Für Außenstehende klingt das banal. Doch aus Sicht von Tokio sind die Senkaku-Inseln, die die Chinesen als Diaoyu bezeichnen, fester Bestandteil des japanischen Territoriums und waren damit nicht verhandelbar. Peking wiederum beansprucht die unbewohnten Inseln für sich.
Seit Jahren tobt ein heftiger Streit. Beide Seiten vermuten große Gasvorkommen im umliegenden Gewässer. Die chinesische Führung hatte Japans Anerkennung des Inselstreits zur Bedingung gemacht, überhaupt irgendwelche Regierungsgespräche zu führen.
Nun könnte Bewegung in das völlig zerrüttete Verhältnis kommen. Beide Seiten erkannten „unterschiedliche Positionen“ an, heißt es in einer Erklärung des chinesischen Außenministeriums. Es gebe Übereinstimmung, „eine Eskalation durch Dialog zu vermeiden und Mechanismen für Krisenfälle zu schaffen“. Der Inselstreit war in den vergangenen Jahren auch deswegen so gefährlich, weil es zwischen den beiden Ländern keine diplomatischen Kanäle gibt, den Konflikt zu dämpfen. Ein Fischerboot auf Abwegen genügte, das Pulverfass zum Explodieren zu bringen.
Neuer Seidenstraßenfonds
Die beiden Außenminister deuteten zudem an, dass es ein Treffen des chinesischen Staatspräsidenten Xi Jinping mit dem japanischen Ministerpräsidenten Shinzo Abe geben könnte. Auch das würde eine Zäsur darstellen. Es wäre das erste formale Gespräch eines japanischen Regierungschefs mit einem chinesischen Staatsoberhaupt seit mehr als zwei Jahren. Die Begegnung könnte bereits am Montag oder Dienstag am Rande des Apec-Gipfels stattfinden.

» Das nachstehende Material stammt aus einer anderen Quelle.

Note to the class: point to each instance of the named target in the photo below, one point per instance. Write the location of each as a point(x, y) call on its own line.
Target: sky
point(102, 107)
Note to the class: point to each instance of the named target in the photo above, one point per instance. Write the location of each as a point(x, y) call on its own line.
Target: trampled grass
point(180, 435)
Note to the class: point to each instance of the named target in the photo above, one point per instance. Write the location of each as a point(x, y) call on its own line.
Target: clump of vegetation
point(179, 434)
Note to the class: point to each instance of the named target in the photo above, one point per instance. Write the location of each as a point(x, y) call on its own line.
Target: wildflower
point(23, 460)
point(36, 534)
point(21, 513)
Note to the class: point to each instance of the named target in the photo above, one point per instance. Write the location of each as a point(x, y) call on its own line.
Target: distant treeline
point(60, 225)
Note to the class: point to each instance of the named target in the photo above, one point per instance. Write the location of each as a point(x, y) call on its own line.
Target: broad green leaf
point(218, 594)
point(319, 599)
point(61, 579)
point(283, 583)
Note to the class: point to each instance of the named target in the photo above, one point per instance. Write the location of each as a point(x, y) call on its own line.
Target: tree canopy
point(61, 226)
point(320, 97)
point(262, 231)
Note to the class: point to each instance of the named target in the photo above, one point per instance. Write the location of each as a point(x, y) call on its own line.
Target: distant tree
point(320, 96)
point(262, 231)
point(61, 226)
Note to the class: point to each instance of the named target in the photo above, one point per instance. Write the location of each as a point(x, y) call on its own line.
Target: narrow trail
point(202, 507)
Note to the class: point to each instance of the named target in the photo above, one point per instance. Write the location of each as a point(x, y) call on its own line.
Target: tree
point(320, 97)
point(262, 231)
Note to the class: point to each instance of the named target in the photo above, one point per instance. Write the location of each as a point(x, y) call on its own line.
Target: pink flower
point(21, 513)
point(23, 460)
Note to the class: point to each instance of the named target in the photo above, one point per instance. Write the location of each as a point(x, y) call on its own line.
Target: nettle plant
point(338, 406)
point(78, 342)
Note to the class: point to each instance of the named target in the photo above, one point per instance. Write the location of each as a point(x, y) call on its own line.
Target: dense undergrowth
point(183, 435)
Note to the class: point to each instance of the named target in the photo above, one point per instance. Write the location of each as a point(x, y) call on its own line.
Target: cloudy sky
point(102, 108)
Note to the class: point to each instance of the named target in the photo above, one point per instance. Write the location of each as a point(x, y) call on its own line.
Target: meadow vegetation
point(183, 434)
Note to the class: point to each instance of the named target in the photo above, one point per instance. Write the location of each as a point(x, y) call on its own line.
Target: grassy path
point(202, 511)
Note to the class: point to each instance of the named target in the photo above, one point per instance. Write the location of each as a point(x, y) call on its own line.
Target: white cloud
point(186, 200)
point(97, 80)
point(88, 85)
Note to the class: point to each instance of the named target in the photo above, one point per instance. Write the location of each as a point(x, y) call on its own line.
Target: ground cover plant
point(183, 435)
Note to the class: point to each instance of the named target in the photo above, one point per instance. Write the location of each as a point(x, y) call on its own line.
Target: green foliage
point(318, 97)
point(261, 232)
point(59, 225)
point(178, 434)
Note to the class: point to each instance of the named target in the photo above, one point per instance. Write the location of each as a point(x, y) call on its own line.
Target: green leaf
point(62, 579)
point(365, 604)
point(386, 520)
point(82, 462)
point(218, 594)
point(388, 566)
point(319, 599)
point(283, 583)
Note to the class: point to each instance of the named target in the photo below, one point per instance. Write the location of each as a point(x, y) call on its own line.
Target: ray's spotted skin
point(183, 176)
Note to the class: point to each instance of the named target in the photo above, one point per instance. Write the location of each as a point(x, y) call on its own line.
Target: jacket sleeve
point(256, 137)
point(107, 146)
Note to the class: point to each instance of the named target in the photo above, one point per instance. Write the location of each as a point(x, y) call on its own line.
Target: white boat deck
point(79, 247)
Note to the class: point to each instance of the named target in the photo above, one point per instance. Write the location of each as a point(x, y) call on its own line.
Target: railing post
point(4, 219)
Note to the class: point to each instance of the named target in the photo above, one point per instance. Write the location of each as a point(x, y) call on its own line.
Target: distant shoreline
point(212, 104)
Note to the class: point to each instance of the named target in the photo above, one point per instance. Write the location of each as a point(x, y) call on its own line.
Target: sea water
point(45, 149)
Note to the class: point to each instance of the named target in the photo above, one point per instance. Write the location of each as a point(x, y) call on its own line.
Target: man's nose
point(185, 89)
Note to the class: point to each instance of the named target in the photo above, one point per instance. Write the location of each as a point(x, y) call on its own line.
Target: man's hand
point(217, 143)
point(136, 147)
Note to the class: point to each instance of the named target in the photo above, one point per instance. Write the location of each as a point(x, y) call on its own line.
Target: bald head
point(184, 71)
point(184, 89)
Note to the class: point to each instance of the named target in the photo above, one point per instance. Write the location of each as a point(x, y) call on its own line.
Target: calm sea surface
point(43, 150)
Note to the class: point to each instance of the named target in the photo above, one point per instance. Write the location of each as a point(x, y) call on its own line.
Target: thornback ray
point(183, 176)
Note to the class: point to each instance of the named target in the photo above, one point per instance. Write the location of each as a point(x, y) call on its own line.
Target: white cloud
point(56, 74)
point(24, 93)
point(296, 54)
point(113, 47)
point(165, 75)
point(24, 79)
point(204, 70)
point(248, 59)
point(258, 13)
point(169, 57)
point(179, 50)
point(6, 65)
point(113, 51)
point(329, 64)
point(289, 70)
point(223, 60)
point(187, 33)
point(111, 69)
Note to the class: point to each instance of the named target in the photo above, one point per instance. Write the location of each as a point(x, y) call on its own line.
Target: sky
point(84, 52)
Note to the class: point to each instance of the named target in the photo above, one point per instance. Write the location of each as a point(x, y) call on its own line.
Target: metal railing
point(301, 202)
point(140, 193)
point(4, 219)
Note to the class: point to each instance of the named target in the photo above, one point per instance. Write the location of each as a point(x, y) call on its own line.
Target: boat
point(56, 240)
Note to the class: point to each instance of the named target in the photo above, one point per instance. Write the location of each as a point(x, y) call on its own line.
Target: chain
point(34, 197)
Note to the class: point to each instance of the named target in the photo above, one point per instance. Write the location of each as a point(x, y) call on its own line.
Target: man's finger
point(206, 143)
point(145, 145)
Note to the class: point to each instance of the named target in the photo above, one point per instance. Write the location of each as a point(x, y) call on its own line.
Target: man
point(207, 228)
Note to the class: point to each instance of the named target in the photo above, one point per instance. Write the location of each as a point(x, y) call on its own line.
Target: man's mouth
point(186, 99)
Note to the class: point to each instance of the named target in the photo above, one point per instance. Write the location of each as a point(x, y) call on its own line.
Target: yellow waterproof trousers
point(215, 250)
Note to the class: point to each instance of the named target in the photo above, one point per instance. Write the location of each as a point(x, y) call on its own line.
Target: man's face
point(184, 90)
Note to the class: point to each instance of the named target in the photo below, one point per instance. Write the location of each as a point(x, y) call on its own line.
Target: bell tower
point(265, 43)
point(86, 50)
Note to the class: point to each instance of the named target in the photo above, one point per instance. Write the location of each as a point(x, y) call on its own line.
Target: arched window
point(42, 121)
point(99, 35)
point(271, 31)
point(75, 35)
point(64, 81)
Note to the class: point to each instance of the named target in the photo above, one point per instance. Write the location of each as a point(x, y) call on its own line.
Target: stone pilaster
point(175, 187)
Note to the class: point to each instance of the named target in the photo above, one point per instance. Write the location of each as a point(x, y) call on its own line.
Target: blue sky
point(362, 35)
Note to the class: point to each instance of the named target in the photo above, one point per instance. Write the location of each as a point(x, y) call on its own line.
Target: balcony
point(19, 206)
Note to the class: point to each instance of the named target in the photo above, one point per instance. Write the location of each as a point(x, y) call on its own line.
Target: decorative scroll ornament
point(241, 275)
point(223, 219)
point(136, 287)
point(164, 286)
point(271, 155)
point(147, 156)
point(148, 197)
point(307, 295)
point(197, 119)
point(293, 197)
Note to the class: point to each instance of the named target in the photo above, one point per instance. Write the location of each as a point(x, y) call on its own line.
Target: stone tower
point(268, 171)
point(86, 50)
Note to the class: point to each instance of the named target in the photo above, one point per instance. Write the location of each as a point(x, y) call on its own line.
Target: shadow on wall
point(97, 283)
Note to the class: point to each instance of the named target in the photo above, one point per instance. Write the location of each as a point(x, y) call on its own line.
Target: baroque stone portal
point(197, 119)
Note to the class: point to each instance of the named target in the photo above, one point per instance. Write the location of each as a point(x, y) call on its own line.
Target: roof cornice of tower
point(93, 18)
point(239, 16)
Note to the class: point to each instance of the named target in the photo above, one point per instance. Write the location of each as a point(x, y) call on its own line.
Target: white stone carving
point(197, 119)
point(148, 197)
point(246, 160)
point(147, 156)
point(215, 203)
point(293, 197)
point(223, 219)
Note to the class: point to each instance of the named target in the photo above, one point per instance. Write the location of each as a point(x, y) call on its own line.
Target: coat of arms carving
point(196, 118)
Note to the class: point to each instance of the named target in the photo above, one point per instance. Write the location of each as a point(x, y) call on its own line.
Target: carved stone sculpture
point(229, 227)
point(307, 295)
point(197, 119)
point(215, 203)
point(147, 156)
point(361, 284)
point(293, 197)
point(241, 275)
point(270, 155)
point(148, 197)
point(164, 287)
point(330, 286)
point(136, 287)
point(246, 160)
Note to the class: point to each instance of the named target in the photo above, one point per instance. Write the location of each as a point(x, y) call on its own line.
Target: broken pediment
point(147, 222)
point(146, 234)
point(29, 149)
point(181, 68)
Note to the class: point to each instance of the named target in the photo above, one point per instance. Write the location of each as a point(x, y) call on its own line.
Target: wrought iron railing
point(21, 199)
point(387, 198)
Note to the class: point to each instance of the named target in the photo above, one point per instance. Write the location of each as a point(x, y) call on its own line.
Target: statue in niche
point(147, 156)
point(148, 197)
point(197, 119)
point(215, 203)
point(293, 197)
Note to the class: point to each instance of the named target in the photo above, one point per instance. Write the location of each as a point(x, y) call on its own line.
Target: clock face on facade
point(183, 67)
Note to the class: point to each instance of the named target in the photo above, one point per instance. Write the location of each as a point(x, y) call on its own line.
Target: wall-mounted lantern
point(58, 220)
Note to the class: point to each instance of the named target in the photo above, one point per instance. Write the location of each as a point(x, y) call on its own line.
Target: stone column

Derzeit findet in Peking das Treffen von 21 Staats- und Regierungschefs der asiatisch-pazifischen Wirtschaftsgemeinschaft statt. Neben Abe sind auch Russlands Präsident Wladimir Putin und US-Präsident Barack Obama angereist. Aus chinesischer Sicht handelt es sich um die wichtigste internationale Veranstaltung, seit Peking 2008 die Olympischen Spiele im Lande ausgetragen hat. Bereits seit einer Woche gilt in der chinesischen Hauptstadt die höchste Sicherheitsstufe. Die EU-Staaten sind lediglich mit Beobachtern auf dem Gipfel vertreten.
Parallel zu einer Annäherung an den Erzfeind Japan buhlt die chinesische Führung auch um die Unterstützung der anderen asiatischen und lateinamerikanischen Staaten. Das allerdings weckt das Misstrauen nicht nur Japans, sondern auch der USA. So hat Gastgeber China auch eine Reihe von asiatischen Ländern zum Gipfel eingeladen, die gar nicht zur Apec gehören, darunter Bangladesch, Kambodscha, Laos, Pakistan und Tadschikistan.
Chinas Staatspräsident Xi kündigte am Sonntag einen sogenannten „Seidenstraßen-Fonds“ an, in dem Peking 40 Milliarden US-Dollar zum Ausbau der Infrastruktur in diesen Ländern bereitstellen will. Diesem Ziel dient auch die vor zwei Wochen in Peking gegründete Asiatische Infrastruktur-Investitionsbank (AIIB), für die die Volksrepublik 50 Milliarden Dollar an Startkapital zur Verfügung stellt. Die USA und Japan sehen sowohl die Bank als auch den Fonds mit Skepsis. Denn sie befürchten, China könnte damit seine politische und wirtschaftliche Führungsmacht noch weiter ausweiten. Chile hingegen unterstützt die Bank und hat angekündigt, sich beim Aufbau zu beteiligen.